Recipe: Harissa-Marinated Chicken
Harissa is a North African spicy chili paste with cumin, coriander and garlic. It makes simple baked chicken explode with flavour.
- 3 lb skin-on, bone-in chicken pieces
- ⅓ cup 2.5% plain yogurt
- 2 tbsp olive oil
- 4 tsp prepared harissa paste, or to taste
- 2 tsp honey
- 1 ¼ tsp salt, divided
- ¼ tsp freshly ground pepper
- 2 tbsp finely chopped fresh mint or cilantro, for garnishing (optional)
Stir together yogurt, oil, harissa paste, honey and 1 tsp salt. Add marinade and chicken pieces to resealable plastic bag. Seal and marinate in fridge for at least 8 hours and up to 16 hours.
Preheat oven to 425 degrees F. Arrange marinated chicken on a broiler pan (if you don’t have a broiler pan, use a baking sheet lined with foil or parchment paper), and season with remaining salt and pepper.

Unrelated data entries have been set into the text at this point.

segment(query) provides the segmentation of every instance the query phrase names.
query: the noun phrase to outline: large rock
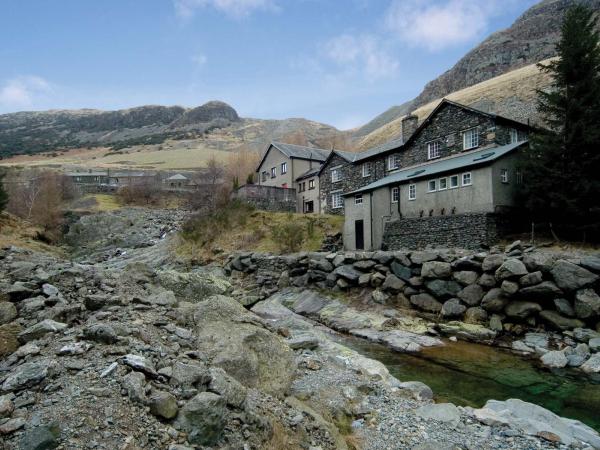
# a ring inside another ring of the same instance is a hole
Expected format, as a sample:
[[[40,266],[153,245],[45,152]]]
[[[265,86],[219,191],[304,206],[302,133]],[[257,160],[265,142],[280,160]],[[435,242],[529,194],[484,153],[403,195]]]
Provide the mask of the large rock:
[[[563,367],[566,367],[568,363],[565,354],[558,350],[545,353],[540,359],[542,360],[542,364],[551,369],[562,369]]]
[[[575,317],[575,309],[566,298],[555,298],[554,307],[563,316]]]
[[[60,427],[57,423],[27,429],[19,442],[20,450],[50,450],[58,447]]]
[[[489,400],[483,409],[491,410],[511,428],[525,434],[538,436],[540,433],[553,433],[565,445],[576,444],[579,440],[600,448],[600,436],[594,429],[578,420],[560,417],[541,406],[518,399]]]
[[[600,257],[586,256],[584,258],[581,258],[581,262],[579,264],[587,270],[600,273]]]
[[[2,391],[18,391],[41,383],[49,374],[51,364],[46,360],[35,360],[15,367],[2,384]]]
[[[0,302],[0,325],[12,322],[17,317],[17,308],[10,302]]]
[[[148,399],[148,406],[152,414],[167,420],[174,418],[179,409],[175,396],[164,391],[153,394]]]
[[[509,278],[520,278],[527,275],[527,268],[520,260],[516,258],[507,259],[496,270],[496,279],[502,281]]]
[[[248,392],[241,383],[227,375],[227,373],[219,367],[212,367],[210,369],[210,383],[208,385],[208,390],[215,394],[219,394],[225,399],[227,405],[234,408],[241,408],[244,405]]]
[[[404,280],[404,281],[410,280],[411,277],[413,276],[413,273],[412,273],[412,270],[410,270],[410,267],[400,264],[397,261],[392,262],[392,264],[390,265],[390,269],[392,270],[392,273],[394,275],[396,275],[398,278],[400,278],[401,280]]]
[[[543,281],[519,291],[519,296],[524,300],[550,300],[561,295],[563,292],[552,281]]]
[[[410,302],[425,311],[439,313],[442,310],[442,304],[429,294],[411,295]]]
[[[451,298],[444,302],[442,306],[442,316],[444,317],[459,317],[464,314],[467,307],[463,305],[457,298]]]
[[[581,370],[585,373],[596,374],[600,373],[600,353],[596,353],[590,357],[582,366]]]
[[[198,350],[247,387],[285,393],[295,372],[293,351],[234,299],[213,296],[194,312]]]
[[[170,384],[189,389],[203,386],[210,381],[210,373],[206,365],[200,361],[176,361],[171,369]]]
[[[417,416],[427,420],[444,422],[455,427],[460,422],[460,411],[452,403],[430,403],[415,411]]]
[[[463,286],[468,286],[469,284],[474,284],[479,278],[479,274],[472,270],[461,270],[458,272],[454,272],[452,274],[452,278],[458,281]]]
[[[600,316],[600,296],[593,289],[581,289],[575,294],[575,315],[579,319]]]
[[[423,278],[448,278],[452,275],[450,263],[441,261],[427,261],[421,267]]]
[[[559,288],[567,292],[589,286],[598,280],[598,275],[569,261],[557,261],[550,271]]]
[[[434,261],[438,258],[438,254],[429,251],[412,252],[410,260],[413,264],[423,264],[427,261]]]
[[[387,277],[385,277],[385,281],[381,285],[381,289],[384,291],[390,291],[393,293],[398,293],[402,289],[404,289],[406,283],[398,278],[396,275],[390,273]]]
[[[191,444],[212,446],[223,433],[226,415],[223,397],[212,392],[201,392],[183,406],[178,425],[188,433]]]
[[[488,313],[479,306],[471,306],[465,311],[465,322],[469,324],[484,323],[488,319]]]
[[[469,306],[477,306],[481,303],[484,291],[478,284],[470,284],[464,287],[456,296]]]
[[[192,303],[200,302],[211,295],[226,294],[231,290],[229,281],[210,272],[162,270],[158,271],[156,276],[158,282],[173,291],[179,300]]]
[[[533,314],[539,313],[541,310],[542,307],[539,305],[539,303],[524,301],[510,302],[508,305],[506,305],[506,308],[504,308],[504,312],[508,317],[521,320],[524,320]]]
[[[481,307],[488,312],[501,312],[509,301],[502,289],[493,288],[483,296]]]
[[[465,317],[467,317],[469,310],[472,309],[481,308],[469,308],[467,310],[467,314],[465,314]],[[483,309],[481,309],[481,311],[483,312],[483,314],[485,314],[485,311],[483,311]],[[485,314],[485,316],[485,318],[487,319],[487,314]],[[481,322],[483,321],[485,321],[485,319],[481,320]],[[464,339],[467,341],[486,342],[496,337],[495,331],[492,331],[489,328],[486,328],[474,322],[465,323],[459,321],[452,321],[448,323],[440,323],[438,324],[438,327],[443,334],[446,334],[448,336],[455,336],[459,339]]]
[[[425,283],[425,287],[433,296],[440,299],[456,297],[462,287],[452,280],[431,280]]]
[[[557,311],[544,310],[539,316],[555,330],[565,331],[584,326],[581,320],[561,316]]]
[[[544,275],[539,270],[536,272],[528,273],[527,275],[523,275],[519,278],[519,284],[522,287],[533,286],[534,284],[539,284],[544,280]]]
[[[356,283],[362,274],[350,265],[340,266],[333,273],[352,283]]]
[[[94,323],[83,329],[83,338],[88,341],[114,344],[119,340],[115,329],[106,323]]]
[[[505,260],[506,257],[500,253],[488,255],[483,259],[481,269],[484,272],[495,272]]]
[[[67,328],[66,323],[55,322],[54,320],[45,319],[21,331],[18,337],[19,341],[25,344],[35,339],[40,339],[48,333],[56,333],[58,331],[64,330],[65,328]]]

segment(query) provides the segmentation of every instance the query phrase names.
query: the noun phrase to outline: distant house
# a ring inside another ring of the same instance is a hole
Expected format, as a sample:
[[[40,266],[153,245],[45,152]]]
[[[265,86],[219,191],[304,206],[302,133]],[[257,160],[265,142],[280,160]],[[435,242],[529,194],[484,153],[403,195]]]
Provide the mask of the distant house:
[[[297,212],[319,213],[318,170],[330,153],[320,148],[272,142],[256,168],[258,185],[294,189]]]
[[[180,173],[171,175],[170,177],[163,179],[162,182],[163,189],[167,190],[190,190],[197,187],[194,181]]]

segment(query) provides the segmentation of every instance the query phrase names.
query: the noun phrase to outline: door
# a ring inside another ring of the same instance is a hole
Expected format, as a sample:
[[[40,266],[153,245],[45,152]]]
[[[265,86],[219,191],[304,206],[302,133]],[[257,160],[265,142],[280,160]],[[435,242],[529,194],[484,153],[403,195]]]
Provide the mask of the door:
[[[356,250],[365,249],[365,226],[362,220],[354,221],[354,236],[356,239]]]
[[[304,212],[307,214],[312,214],[313,212],[315,212],[315,206],[312,200],[304,204]]]

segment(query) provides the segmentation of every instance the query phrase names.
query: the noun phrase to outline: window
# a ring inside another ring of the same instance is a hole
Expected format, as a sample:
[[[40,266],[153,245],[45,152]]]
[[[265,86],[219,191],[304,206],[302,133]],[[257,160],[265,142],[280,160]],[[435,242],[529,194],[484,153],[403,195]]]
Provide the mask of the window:
[[[308,180],[308,188],[309,189],[315,188],[315,180]]]
[[[331,193],[331,207],[333,209],[341,208],[344,206],[344,200],[342,199],[342,191]]]
[[[500,169],[500,181],[508,183],[508,169]]]
[[[417,185],[411,184],[408,186],[408,199],[416,200],[416,198],[417,198]]]
[[[277,176],[277,167],[271,167],[271,178],[275,178]]]
[[[342,169],[331,169],[331,182],[337,183],[338,181],[342,181]]]
[[[438,190],[444,191],[448,189],[448,178],[440,178],[438,181],[439,187]]]
[[[442,145],[440,141],[434,141],[427,144],[427,159],[439,158],[442,155]]]
[[[267,177],[268,177],[268,176],[269,176],[269,173],[268,173],[266,170],[265,170],[265,171],[263,171],[263,173],[262,173],[262,180],[263,180],[263,181],[267,181]]]
[[[479,146],[479,133],[477,128],[471,128],[463,133],[463,150]]]
[[[371,163],[363,163],[362,165],[362,175],[363,177],[368,177],[371,175]]]
[[[400,156],[390,155],[388,156],[388,170],[396,170],[400,167]]]
[[[287,163],[286,162],[281,163],[281,175],[283,175],[284,173],[287,173]]]
[[[429,180],[427,183],[427,192],[435,192],[437,190],[436,180]]]
[[[354,196],[354,204],[355,205],[362,205],[362,194],[356,194]]]
[[[450,177],[450,189],[458,187],[458,175],[452,175]]]
[[[400,198],[400,188],[392,188],[392,203],[398,203],[398,199]]]
[[[463,186],[471,186],[471,172],[462,174],[462,185]]]
[[[511,128],[509,130],[509,133],[510,133],[510,141],[509,141],[510,144],[519,142],[519,131],[518,130],[516,130],[515,128]]]
[[[517,173],[515,175],[515,178],[517,179],[517,184],[523,184],[523,172],[517,170]]]

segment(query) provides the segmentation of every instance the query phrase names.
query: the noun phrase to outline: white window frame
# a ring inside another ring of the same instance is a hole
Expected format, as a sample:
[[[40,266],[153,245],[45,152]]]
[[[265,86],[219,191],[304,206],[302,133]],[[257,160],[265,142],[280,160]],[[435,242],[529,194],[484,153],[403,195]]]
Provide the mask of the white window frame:
[[[431,141],[427,143],[427,159],[437,159],[442,156],[442,143]]]
[[[442,187],[442,180],[444,181],[444,187]],[[448,178],[440,178],[438,180],[438,191],[445,191],[448,189]]]
[[[331,169],[331,182],[339,183],[340,181],[342,181],[342,168],[334,167],[333,169]]]
[[[508,184],[508,169],[500,169],[500,181]]]
[[[433,189],[431,188],[431,185],[433,183]],[[431,192],[436,192],[437,191],[437,180],[427,180],[427,192],[431,193]]]
[[[460,177],[458,175],[451,175],[449,178],[450,178],[450,183],[448,185],[449,189],[456,189],[456,188],[460,187]],[[456,185],[454,185],[454,186],[452,186],[453,179],[456,180]]]
[[[340,199],[339,204],[336,204],[335,199]],[[340,209],[344,207],[344,197],[342,197],[342,191],[334,191],[331,193],[331,209]]]
[[[369,163],[369,162],[363,163],[362,176],[363,176],[363,178],[371,176],[371,163]]]
[[[400,188],[393,187],[392,188],[392,203],[398,203],[400,200]]]
[[[465,183],[465,177],[467,177],[467,176],[469,177],[469,182]],[[460,179],[461,179],[461,184],[463,186],[472,186],[473,185],[473,175],[471,175],[471,172],[465,172],[465,173],[463,173],[461,175]]]
[[[516,128],[511,128],[509,130],[509,135],[510,144],[516,144],[517,142],[519,142],[519,130],[517,130]]]
[[[315,180],[314,179],[308,180],[308,190],[311,190],[314,188],[315,188]]]
[[[388,156],[388,170],[397,170],[400,168],[400,156],[393,154]]]
[[[468,142],[467,142],[468,141]],[[463,150],[479,147],[479,128],[471,128],[463,132]]]
[[[408,199],[410,201],[417,199],[417,185],[416,184],[408,185]]]
[[[515,178],[517,180],[517,184],[523,184],[523,172],[521,172],[520,170],[517,170],[517,172],[515,174]]]
[[[362,202],[363,202],[363,196],[362,196],[362,194],[356,194],[354,196],[354,204],[355,205],[362,205]]]
[[[283,175],[284,173],[287,173],[287,163],[286,162],[281,163],[281,175]]]
[[[277,177],[277,167],[271,167],[271,178]]]

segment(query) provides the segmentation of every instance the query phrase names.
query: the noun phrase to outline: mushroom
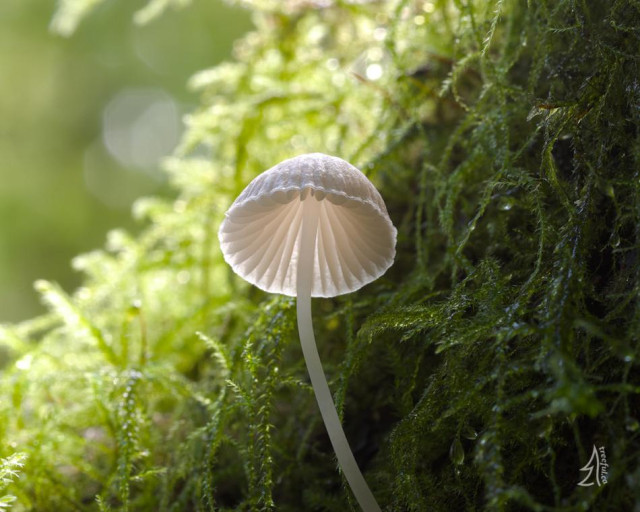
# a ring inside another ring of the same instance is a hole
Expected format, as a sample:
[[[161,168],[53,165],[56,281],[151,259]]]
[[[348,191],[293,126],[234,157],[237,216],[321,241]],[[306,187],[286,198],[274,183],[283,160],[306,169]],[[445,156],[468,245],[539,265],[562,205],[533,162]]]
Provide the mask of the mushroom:
[[[322,370],[311,297],[353,292],[395,257],[396,228],[380,193],[350,163],[312,153],[257,176],[225,214],[218,234],[227,263],[270,292],[297,297],[298,334],[322,419],[360,507],[379,511],[342,430]]]

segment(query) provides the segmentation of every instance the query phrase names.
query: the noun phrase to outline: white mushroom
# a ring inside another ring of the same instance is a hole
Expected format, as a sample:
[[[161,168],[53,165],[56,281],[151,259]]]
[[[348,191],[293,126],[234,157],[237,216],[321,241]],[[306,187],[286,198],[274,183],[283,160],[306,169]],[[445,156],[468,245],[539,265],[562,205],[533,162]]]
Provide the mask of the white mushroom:
[[[298,333],[338,463],[361,508],[379,511],[340,425],[316,348],[311,297],[334,297],[377,279],[395,257],[396,228],[373,184],[340,158],[313,153],[256,177],[220,226],[225,260],[271,293],[297,297]]]

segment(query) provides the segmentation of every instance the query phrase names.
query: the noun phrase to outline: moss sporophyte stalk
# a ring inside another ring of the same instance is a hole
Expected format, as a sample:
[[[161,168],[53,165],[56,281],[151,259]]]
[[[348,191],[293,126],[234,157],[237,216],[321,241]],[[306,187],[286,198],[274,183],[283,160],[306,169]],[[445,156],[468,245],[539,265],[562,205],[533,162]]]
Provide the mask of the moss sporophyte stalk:
[[[380,511],[349,447],[322,370],[311,297],[355,291],[393,263],[396,229],[384,201],[358,169],[313,153],[255,178],[220,226],[226,261],[259,288],[295,295],[311,384],[345,478],[365,512]]]

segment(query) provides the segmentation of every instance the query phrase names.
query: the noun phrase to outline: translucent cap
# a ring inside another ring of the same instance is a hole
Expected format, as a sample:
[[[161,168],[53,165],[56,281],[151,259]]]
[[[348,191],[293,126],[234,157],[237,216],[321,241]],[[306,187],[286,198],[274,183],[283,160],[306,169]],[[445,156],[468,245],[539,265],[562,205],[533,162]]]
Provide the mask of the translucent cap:
[[[355,291],[392,265],[397,231],[380,193],[350,163],[312,153],[257,176],[226,212],[218,238],[238,275],[296,296],[302,201],[320,203],[312,297]]]

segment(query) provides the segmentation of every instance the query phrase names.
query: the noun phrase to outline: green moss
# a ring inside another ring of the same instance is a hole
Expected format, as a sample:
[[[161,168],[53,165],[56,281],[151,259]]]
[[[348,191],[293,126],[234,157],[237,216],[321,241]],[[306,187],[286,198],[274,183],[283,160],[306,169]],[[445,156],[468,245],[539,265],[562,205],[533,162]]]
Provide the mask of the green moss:
[[[323,151],[399,227],[394,267],[314,303],[347,436],[388,510],[640,506],[640,7],[243,2],[192,79],[175,202],[81,256],[84,286],[4,326],[16,510],[346,510],[294,302],[224,264],[257,173]],[[263,9],[263,10],[261,10]],[[203,157],[202,155],[206,155]],[[578,486],[592,445],[608,481]]]

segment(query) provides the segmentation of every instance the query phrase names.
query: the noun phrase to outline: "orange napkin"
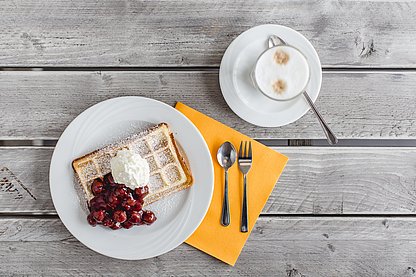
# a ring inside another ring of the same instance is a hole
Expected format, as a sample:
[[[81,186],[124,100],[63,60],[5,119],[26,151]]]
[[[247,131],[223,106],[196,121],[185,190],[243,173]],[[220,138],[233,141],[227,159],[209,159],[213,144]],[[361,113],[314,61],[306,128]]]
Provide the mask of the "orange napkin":
[[[201,132],[211,151],[215,173],[214,194],[208,212],[186,243],[233,266],[288,158],[180,102],[176,104],[176,109],[188,117]],[[216,158],[217,150],[223,142],[230,141],[238,151],[242,140],[252,141],[253,147],[253,165],[247,177],[249,219],[247,233],[240,232],[243,177],[237,162],[228,171],[231,223],[228,227],[223,227],[220,223],[224,170],[217,163]]]

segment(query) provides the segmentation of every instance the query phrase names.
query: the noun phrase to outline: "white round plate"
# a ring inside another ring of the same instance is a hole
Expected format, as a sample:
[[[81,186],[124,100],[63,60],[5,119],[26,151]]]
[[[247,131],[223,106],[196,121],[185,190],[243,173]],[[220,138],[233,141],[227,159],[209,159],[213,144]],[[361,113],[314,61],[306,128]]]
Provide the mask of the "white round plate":
[[[91,227],[75,190],[78,184],[71,162],[137,132],[144,122],[169,124],[189,161],[194,185],[146,207],[157,216],[150,226],[128,230]],[[49,181],[56,211],[74,237],[103,255],[139,260],[174,249],[196,230],[211,202],[214,169],[203,137],[183,114],[162,102],[130,96],[98,103],[69,124],[53,153]]]
[[[268,48],[268,37],[277,35],[298,48],[308,59],[311,77],[306,91],[313,101],[322,82],[321,62],[312,44],[300,33],[281,25],[260,25],[239,35],[227,48],[220,66],[220,86],[228,106],[247,122],[278,127],[301,118],[309,106],[302,95],[290,101],[273,101],[253,85],[250,73],[257,58]]]

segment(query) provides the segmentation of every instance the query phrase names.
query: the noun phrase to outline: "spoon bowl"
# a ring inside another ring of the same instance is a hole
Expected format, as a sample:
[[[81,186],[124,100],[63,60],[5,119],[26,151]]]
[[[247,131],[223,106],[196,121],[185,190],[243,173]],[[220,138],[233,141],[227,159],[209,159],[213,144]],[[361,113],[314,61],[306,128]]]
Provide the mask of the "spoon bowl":
[[[217,152],[217,160],[221,167],[225,170],[229,169],[237,159],[237,151],[229,142],[224,142]]]

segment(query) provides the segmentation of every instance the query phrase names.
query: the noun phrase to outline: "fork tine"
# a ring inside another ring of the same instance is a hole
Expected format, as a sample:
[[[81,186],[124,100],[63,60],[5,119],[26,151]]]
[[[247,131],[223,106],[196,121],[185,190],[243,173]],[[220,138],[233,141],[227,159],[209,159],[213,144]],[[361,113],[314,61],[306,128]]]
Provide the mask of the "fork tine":
[[[251,155],[251,141],[248,143],[248,158],[252,159],[252,155]]]
[[[243,158],[243,141],[240,143],[240,149],[238,149],[238,158]]]
[[[244,158],[247,158],[247,141],[244,142]]]

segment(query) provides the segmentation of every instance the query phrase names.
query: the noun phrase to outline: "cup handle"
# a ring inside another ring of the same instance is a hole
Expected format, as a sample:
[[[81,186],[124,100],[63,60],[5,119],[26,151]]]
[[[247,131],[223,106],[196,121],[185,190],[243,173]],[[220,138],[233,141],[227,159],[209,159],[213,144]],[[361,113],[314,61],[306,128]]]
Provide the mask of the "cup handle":
[[[286,42],[283,39],[279,38],[276,35],[269,36],[268,43],[269,43],[269,48],[286,44]]]

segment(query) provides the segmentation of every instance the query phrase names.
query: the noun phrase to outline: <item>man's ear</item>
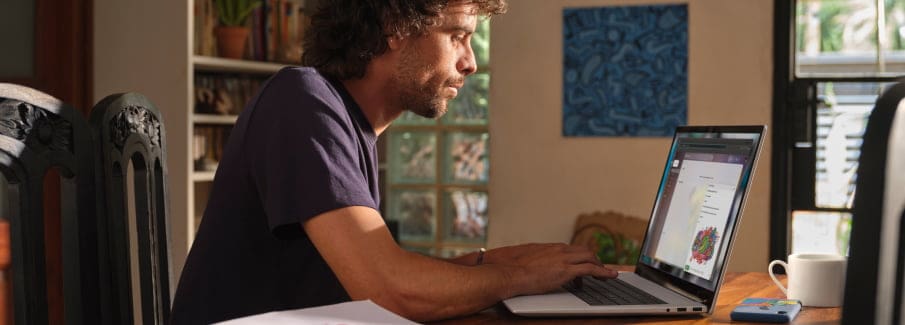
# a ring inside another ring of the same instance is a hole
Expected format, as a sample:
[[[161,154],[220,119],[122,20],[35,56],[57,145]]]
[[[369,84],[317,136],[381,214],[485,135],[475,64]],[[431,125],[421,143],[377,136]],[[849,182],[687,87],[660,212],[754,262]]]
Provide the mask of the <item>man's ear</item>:
[[[387,36],[387,48],[390,51],[397,51],[399,49],[402,49],[402,46],[404,45],[403,43],[405,43],[405,39],[402,36],[399,36],[399,35]]]

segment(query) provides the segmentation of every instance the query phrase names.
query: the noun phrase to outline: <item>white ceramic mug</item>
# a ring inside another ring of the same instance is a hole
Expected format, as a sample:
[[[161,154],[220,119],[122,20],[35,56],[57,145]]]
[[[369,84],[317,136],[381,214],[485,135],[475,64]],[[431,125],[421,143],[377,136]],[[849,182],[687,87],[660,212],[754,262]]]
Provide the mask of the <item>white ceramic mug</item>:
[[[773,274],[776,264],[786,269],[788,288]],[[839,307],[845,289],[845,264],[845,256],[840,255],[792,254],[788,264],[781,260],[770,262],[767,272],[787,299],[798,299],[811,307]]]

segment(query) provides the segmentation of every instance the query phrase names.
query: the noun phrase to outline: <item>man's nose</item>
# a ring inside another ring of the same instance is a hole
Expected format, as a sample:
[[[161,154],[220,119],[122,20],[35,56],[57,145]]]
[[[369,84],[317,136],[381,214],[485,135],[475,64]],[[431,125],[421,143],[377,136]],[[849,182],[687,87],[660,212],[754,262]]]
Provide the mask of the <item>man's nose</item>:
[[[478,70],[478,64],[477,62],[475,62],[474,50],[472,50],[471,48],[471,42],[468,43],[468,48],[465,50],[465,55],[459,58],[459,62],[456,64],[456,69],[465,76],[473,74]]]

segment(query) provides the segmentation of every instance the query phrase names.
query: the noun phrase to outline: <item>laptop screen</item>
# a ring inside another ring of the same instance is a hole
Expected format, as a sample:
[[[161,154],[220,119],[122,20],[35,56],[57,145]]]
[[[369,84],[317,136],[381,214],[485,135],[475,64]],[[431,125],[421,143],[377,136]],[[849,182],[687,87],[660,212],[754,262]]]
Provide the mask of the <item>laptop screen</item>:
[[[640,263],[714,291],[763,127],[681,127],[673,139]]]

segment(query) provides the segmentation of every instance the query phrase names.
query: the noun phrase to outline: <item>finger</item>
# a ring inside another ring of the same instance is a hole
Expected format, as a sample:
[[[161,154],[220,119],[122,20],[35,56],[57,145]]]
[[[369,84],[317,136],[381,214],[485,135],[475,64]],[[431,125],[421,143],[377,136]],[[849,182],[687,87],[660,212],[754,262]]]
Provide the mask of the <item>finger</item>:
[[[619,275],[619,272],[608,269],[606,267],[595,264],[576,264],[571,269],[575,277],[590,275],[598,279],[612,279]]]
[[[567,245],[565,247],[566,252],[590,252],[587,246],[584,245]]]
[[[619,276],[619,271],[616,271],[613,269],[608,269],[606,267],[604,267],[604,272],[605,272],[605,275],[603,275],[603,276],[595,275],[594,277],[599,280],[606,280],[606,279],[613,279],[613,278],[616,278]]]
[[[575,288],[581,289],[581,286],[584,284],[584,282],[581,279],[582,279],[582,277],[577,277],[575,279],[572,279],[572,286],[574,286]]]
[[[601,262],[600,259],[597,258],[597,255],[589,251],[568,253],[565,254],[565,259],[569,264],[591,263],[594,265],[603,266],[603,262]]]
[[[569,245],[566,245],[563,243],[544,243],[544,244],[537,244],[536,249],[538,251],[548,250],[548,251],[562,253],[562,252],[567,252],[568,247],[569,247]]]

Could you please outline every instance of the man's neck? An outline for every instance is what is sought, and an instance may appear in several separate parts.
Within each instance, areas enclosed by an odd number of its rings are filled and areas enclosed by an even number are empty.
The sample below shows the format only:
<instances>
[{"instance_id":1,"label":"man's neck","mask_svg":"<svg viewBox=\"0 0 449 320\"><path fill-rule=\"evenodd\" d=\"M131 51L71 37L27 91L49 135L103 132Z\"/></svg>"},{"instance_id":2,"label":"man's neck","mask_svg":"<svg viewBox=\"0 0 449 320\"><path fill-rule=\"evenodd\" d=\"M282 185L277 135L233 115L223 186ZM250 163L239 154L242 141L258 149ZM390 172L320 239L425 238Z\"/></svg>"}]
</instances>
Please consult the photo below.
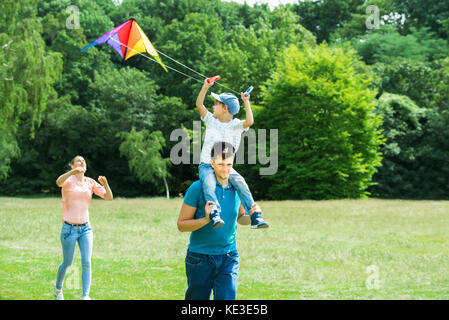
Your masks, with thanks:
<instances>
[{"instance_id":1,"label":"man's neck","mask_svg":"<svg viewBox=\"0 0 449 320\"><path fill-rule=\"evenodd\" d=\"M217 181L223 186L223 187L227 187L229 184L229 178L226 179L222 179L220 177L218 177L217 175L215 176L217 178Z\"/></svg>"}]
</instances>

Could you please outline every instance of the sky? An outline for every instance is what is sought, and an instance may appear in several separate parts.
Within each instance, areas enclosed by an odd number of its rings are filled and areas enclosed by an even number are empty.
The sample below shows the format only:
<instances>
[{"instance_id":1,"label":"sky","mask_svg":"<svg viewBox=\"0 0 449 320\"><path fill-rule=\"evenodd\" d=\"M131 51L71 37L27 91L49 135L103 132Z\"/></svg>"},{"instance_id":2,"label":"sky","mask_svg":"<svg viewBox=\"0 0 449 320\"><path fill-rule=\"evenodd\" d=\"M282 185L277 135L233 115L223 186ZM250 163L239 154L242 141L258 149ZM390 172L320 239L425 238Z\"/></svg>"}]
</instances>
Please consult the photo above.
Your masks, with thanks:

Bake until the chicken is golden brown, the juices run clear and an instant-read thermometer inserted in the thickest part of chicken registers 165 degrees F, about 35 to 45 minutes.
Sprinkle chicken with mint and serve.
Harissa can be quite fiery so adjust to taste.
If you have it, roast chicken using the convection setting, the chicken with cook faster and more evenly.
Roast potatoes and sweet potatoes with the chicken for an easy side dish.